Yamamoto Ko, Shiomi Hiroki, Morimoto Takeshi, Miyazawa Akiyoshi, Watanabe Hiroki, Nakamura Sunao, Suwa Satoru, Domei Takenori, Ono Koh, Sakamoto Hiroki, Shigetoshi Masataka, Taniguchi Ryoji, Okayama Hideki, Yokomatsu Takafumi, Muto Masahiro, Kawaguchi Ren, Kishi Koichi, Hadase Mitsuyoshi, Fujita Tsutomu, Nishida Yasunori, Nishino Masami, Otake Hiromasa, Natsuaki Masahiro, Watanabe Hirotoshi, Suematsu Nobuhiro, Tanabe Kengo, Abe Mitsuru, Hibi Kiyoshi, Kadota Kazushige, Ando Kenji, Kimura Takeshi
Department of Cardiovascular Medicine, Kyoto University Graduate School of Medicine.
Department of Clinical Epidemiology, Hyogo College of Medicine.
Circ J. 2023 Oct 25;87(11):1661-1671. doi: 10.1253/circj.CJ-23-0141. Epub 2023 May 16.
There is a scarcity of data evaluating contemporary real-world dual antiplatelet therapy (DAPT) strategies after percutaneous coronary intervention (PCI).
In the OPTIVUS-Complex PCI study multivessel cohort enrolling 982 patients undergoing multivessel PCI, including left anterior descending coronary artery using intravascular ultrasound (IVUS), we conducted 90-day landmark analyses to compare shorter and longer DAPT. DAPT discontinuation was defined as withdrawal of P2Yinhibitors or aspirin for at least 2 months. The prevalence of acute coronary syndrome and high bleeding risk by the Bleeding Academic Research Consortium were 14.2% and 52.5%, respectively. The cumulative incidence of DAPT discontinuation was 22.6% at 90 days, and 68.8% at 1 year. In the 90-day landmark analyses, there were no differences in the incidences of a composite of death, myocardial infarction, stroke, or any coronary revascularization (5.9% vs. 9.2%, log-rank P=0.12; adjusted hazard ratio, 0.59; 95% confidence interval, 0.32-1.08; P=0.09) and BARC type 3 or 5 bleeding (1.4% vs. 1.9%, log-rank P=0.62) between the off- and on-DAPT groups at 90 days.

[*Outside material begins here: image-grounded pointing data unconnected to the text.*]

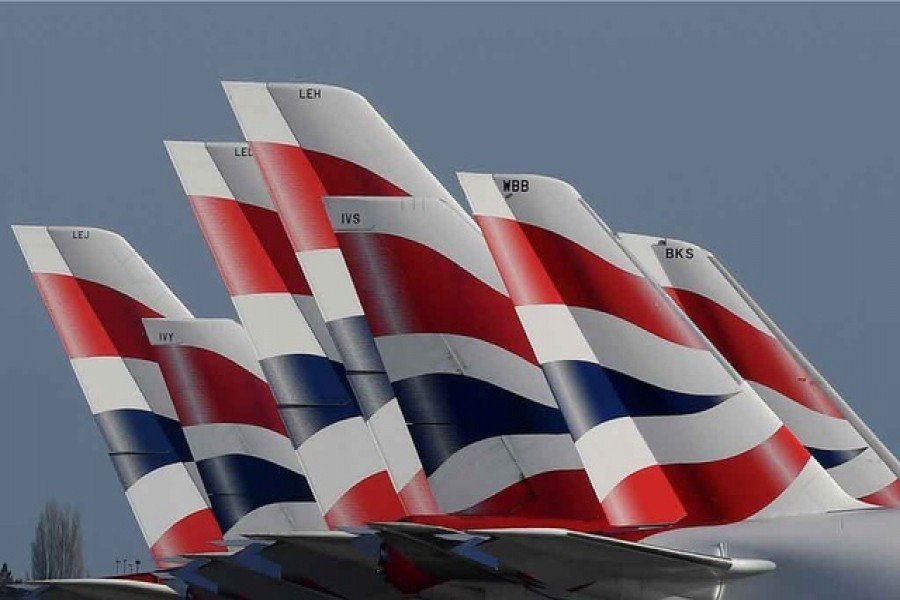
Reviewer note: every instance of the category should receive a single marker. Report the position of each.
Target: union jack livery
(97, 289)
(421, 404)
(297, 192)
(248, 465)
(341, 461)
(462, 366)
(782, 377)
(723, 450)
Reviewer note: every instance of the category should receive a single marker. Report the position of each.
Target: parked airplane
(617, 451)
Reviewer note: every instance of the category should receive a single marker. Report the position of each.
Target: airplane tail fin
(773, 366)
(464, 373)
(297, 190)
(273, 299)
(350, 147)
(726, 454)
(248, 465)
(97, 289)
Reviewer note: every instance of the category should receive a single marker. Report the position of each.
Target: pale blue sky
(768, 133)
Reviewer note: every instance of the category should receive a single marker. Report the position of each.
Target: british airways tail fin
(97, 289)
(773, 366)
(297, 189)
(350, 147)
(721, 448)
(242, 229)
(465, 375)
(252, 475)
(333, 157)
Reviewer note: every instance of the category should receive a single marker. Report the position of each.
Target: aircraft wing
(101, 589)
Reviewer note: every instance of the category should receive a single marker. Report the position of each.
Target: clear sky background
(767, 133)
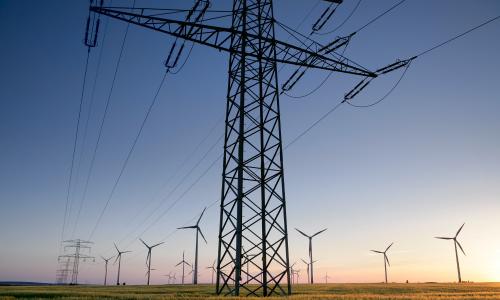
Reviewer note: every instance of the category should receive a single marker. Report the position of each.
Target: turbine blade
(156, 245)
(302, 233)
(321, 231)
(199, 230)
(389, 247)
(442, 238)
(199, 219)
(460, 229)
(460, 246)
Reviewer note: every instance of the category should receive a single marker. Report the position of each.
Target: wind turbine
(213, 271)
(106, 260)
(308, 265)
(455, 241)
(119, 259)
(198, 230)
(168, 277)
(386, 260)
(310, 250)
(192, 272)
(297, 274)
(148, 257)
(183, 263)
(292, 271)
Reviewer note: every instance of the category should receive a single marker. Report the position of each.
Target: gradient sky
(417, 165)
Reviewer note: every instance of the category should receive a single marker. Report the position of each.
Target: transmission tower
(78, 246)
(63, 272)
(253, 202)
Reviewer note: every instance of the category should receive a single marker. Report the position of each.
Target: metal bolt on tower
(253, 206)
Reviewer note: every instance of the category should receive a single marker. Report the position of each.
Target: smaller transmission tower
(63, 271)
(78, 246)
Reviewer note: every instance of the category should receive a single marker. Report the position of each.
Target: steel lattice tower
(253, 206)
(253, 228)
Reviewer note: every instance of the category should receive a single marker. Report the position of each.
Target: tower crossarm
(220, 38)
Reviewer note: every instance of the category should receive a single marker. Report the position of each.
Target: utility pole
(78, 245)
(252, 172)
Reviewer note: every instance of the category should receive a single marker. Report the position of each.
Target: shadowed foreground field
(320, 291)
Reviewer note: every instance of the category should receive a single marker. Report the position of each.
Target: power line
(131, 150)
(174, 174)
(175, 188)
(343, 22)
(381, 15)
(75, 144)
(106, 110)
(334, 108)
(386, 95)
(82, 200)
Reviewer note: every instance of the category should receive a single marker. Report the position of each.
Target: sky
(416, 165)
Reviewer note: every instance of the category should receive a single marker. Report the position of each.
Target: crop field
(319, 291)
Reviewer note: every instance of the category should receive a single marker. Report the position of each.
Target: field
(319, 291)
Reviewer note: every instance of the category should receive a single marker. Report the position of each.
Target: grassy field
(319, 291)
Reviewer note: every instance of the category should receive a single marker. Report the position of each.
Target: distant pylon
(78, 245)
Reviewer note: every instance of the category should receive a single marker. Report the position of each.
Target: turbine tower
(183, 262)
(386, 260)
(198, 230)
(308, 265)
(148, 257)
(213, 269)
(310, 250)
(252, 171)
(169, 276)
(326, 278)
(455, 241)
(106, 260)
(119, 259)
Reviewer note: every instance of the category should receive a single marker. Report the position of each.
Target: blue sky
(416, 165)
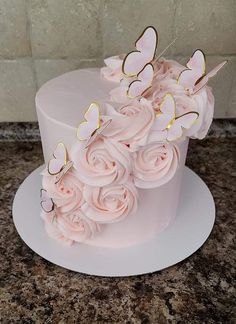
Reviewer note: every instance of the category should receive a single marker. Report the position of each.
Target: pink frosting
(111, 203)
(165, 81)
(205, 107)
(67, 194)
(52, 228)
(102, 163)
(131, 123)
(155, 164)
(113, 69)
(201, 102)
(69, 227)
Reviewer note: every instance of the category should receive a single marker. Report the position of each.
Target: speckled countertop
(201, 289)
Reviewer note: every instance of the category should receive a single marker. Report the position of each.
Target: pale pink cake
(61, 104)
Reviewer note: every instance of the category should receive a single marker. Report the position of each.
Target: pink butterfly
(170, 126)
(59, 165)
(194, 78)
(146, 46)
(47, 203)
(143, 83)
(90, 129)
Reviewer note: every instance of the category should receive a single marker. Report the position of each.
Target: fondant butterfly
(90, 129)
(195, 78)
(138, 63)
(59, 164)
(47, 203)
(170, 126)
(143, 83)
(146, 46)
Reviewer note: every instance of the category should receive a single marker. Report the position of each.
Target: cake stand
(190, 229)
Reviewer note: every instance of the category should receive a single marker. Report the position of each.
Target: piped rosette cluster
(132, 143)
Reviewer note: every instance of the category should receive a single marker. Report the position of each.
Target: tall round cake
(115, 142)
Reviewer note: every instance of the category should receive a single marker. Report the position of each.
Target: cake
(115, 141)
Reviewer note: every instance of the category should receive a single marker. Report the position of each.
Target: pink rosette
(67, 194)
(130, 123)
(102, 163)
(202, 102)
(69, 227)
(111, 203)
(155, 164)
(113, 69)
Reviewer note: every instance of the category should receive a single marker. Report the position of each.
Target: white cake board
(191, 228)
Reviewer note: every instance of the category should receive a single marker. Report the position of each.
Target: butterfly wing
(64, 170)
(98, 132)
(183, 122)
(144, 82)
(196, 69)
(167, 114)
(59, 160)
(46, 202)
(209, 75)
(86, 128)
(146, 45)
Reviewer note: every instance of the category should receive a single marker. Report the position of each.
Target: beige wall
(40, 39)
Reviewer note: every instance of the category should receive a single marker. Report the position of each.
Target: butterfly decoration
(91, 128)
(47, 203)
(59, 164)
(146, 45)
(194, 78)
(171, 126)
(143, 83)
(138, 63)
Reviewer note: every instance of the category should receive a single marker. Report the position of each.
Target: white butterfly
(59, 164)
(143, 83)
(170, 126)
(146, 46)
(195, 78)
(47, 203)
(90, 129)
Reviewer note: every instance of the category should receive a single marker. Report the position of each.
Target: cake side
(114, 177)
(59, 97)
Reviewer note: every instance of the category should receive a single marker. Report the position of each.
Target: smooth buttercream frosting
(155, 164)
(121, 147)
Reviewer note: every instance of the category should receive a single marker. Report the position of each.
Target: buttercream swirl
(155, 164)
(131, 123)
(111, 203)
(69, 227)
(102, 163)
(67, 194)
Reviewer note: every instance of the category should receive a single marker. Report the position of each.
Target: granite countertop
(200, 289)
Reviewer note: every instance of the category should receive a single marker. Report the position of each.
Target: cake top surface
(64, 98)
(130, 120)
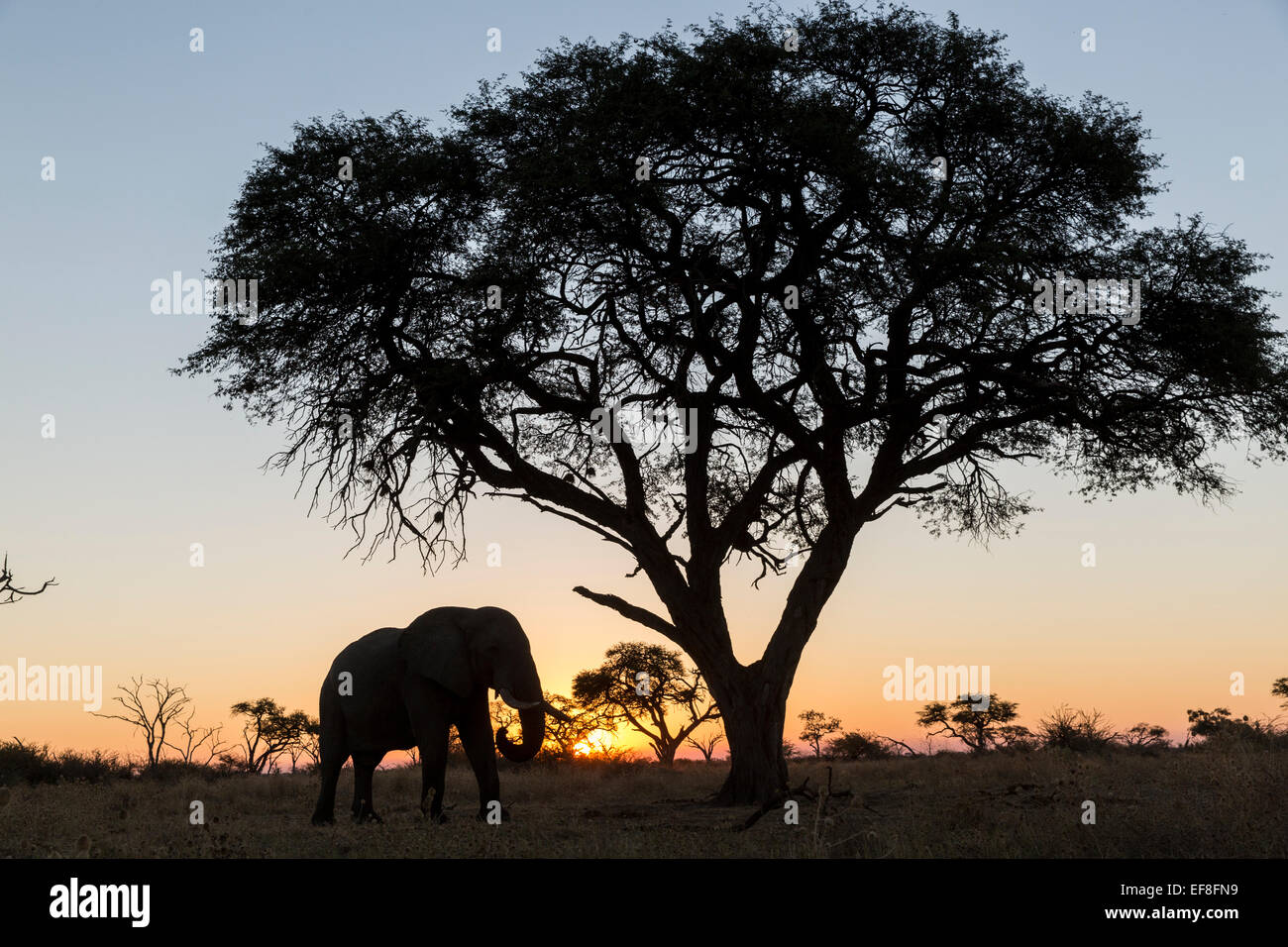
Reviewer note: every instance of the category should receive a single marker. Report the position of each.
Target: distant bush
(30, 763)
(37, 763)
(1219, 728)
(1144, 737)
(1076, 729)
(857, 745)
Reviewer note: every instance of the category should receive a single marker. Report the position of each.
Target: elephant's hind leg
(433, 768)
(333, 762)
(364, 768)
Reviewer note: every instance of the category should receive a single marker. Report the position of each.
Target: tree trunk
(754, 714)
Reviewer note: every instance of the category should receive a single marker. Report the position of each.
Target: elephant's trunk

The adoption of short DAPT duration was still low in this trial conducted after the release of the STOPDAPT-2 trial results. The 1-year incidence of cardiovascular events was not different between the shorter and longer DAPT groups, suggesting no apparent benefit of prolonged DAPT in reducing cardiovascular events even in patients who undergo multivessel PCI.
目前缺乏评估经皮冠状动脉介入治疗(PCI)后当代现实世界中双重抗血小板治疗(DAPT)策略的数据。
在OPTIVUS-复杂PCI研究的多支血管队列中,纳入了982例接受多支血管PCI的患者,包括使用血管内超声(IVUS)的左前降支冠状动脉,我们进行了90天的标志性分析,以比较较短和较长时间的DAPT。DAPT停药定义为停用P2Y抑制剂或阿司匹林至少2个月。急性冠状动脉综合征的患病率和出血学术研究联盟定义的高出血风险分别为14.2%和52.5%。DAPT停药的累积发生率在90天时为22.6%,1年时为68.8%。在90天的标志性分析中,90天时停药组和继续DAPT组在死亡、心肌梗死、中风或任何冠状动脉血运重建的复合发生率(5.9%对9.2%,对数秩检验P=0.12;调整后的风险比为0.59;95%置信区间为0.32-1.08;P=0.09)以及BARC 3型或5型出血发生率(1.4%对1.9%,对数秩检验P=0.62)方面没有差异。
在STOPDAPT-2试验结果发布后进行的这项试验中,采用短疗程DAPT的比例仍然较低。较短和较长DAPT组之间1年心血管事件发生率没有差异,这表明即使在接受多支血管PCI的患者中,延长DAPT时间在降低心血管事件方面没有明显益处。